Today marks an event in my local calendar. Not a National event, not an anniversary or even a local celebration, but a significant event nonetheless.
Today marks the first opportunity, in recent memory, that I have been able to take more than an hour away from the daily challenges or leading this charity, and not feel that another crisis or significant challenge is imminent.
For the last 20 or so weeks, I certainly, and many others among my staff team have been completely engulfed in the ensuing chaos and uncertainty brought on by the corona-virus pandemic, and the related National lock down.
As an organisation, we have been beaten over the head repeatedly by the challenges that we have faced, day after day, week after week, and at times it has felt truly insurmountable.
I am not saying that today it’s all over, and I am not naive enough to believe that the world is returning to what it once was, but I am convinced, for perhaps the first time in a long time, that there is hope.
Hope, that Age Connects Torfaen can and will survive the financial losses it has sustained, Hope, that we have plans in place to modify our services to reach older people in new and creative ways, hope, that we can reshape our organisation to maximise efficiency, reduce costs, and stabilise our income.
For a long time, as a society, we probably underrated hope, it felt like the preserve of a few deserving folk, or the preserve of those facing personal challenge, medical difficulties and the like. It has never before, certainly not for my generation, felt like hope is something that a Nation can collectively hold. But that is what it feels like to me right now, right here in Torfaen, within our sector, within our charity, our staff and volunteer teams, and within our many customers and charity beneficiaries.

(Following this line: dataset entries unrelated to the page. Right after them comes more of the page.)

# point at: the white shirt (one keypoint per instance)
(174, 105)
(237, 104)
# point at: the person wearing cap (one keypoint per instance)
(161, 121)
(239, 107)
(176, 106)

As the Government announces more and more incremental easing of the lock down, and includes more and more people in that easing, we are starting to see some very small, but very green shoots of recovery in our charity.
Staff who have been shielding, are seeking to return to their roles, clients are starting to see our staff out in the community, and we look forward to welcoming them back to our Widdershins Centre as soon as we can.
We will look different now, we will look different to our clients and their families and we won’t seem as much like the charity they said goodbye to on the 23rd March, because we have changed, grown and adapted.
Much like the grandchildren that many people have not seen for months, we too, have certainly “shot up”.
Our staff, volunteers, Trustees, the services we deliver, even the clothes we wear to visit people, it has all changed. What hasn’t changed, is the reason we fought so hard to stay open, we remain completely committed to our clients, the older people of Torfaen and their families. We remain committed to reducing isolation, promoting social activity, promoting improved health and mental health, improved mobility and nutrition, and above all the right to absolutely enjoy later life and growing older.
We will still have some changes to go through, some tough decisions to make no doubt, and some more discomfort as we move further away from what we knew, and towards more of the unknown, but we have an ally in that process, in hope.
I will never underestimate the power of hope again, nor will many of my staff, and we will have found a new comfort together. For the first time in a long time, we feel hopeful of the future, hopeful of our charities success, hopeful that we can bring people back together again, hopeful that we will reduce the damaging isolation which has been felt by us all this last few months, and hopeful that the learning we have taken from this terrible pandemic, will forever inform our future actions.
I hope we never have to endure this again, but if we do, I am hopeful we can overcome it.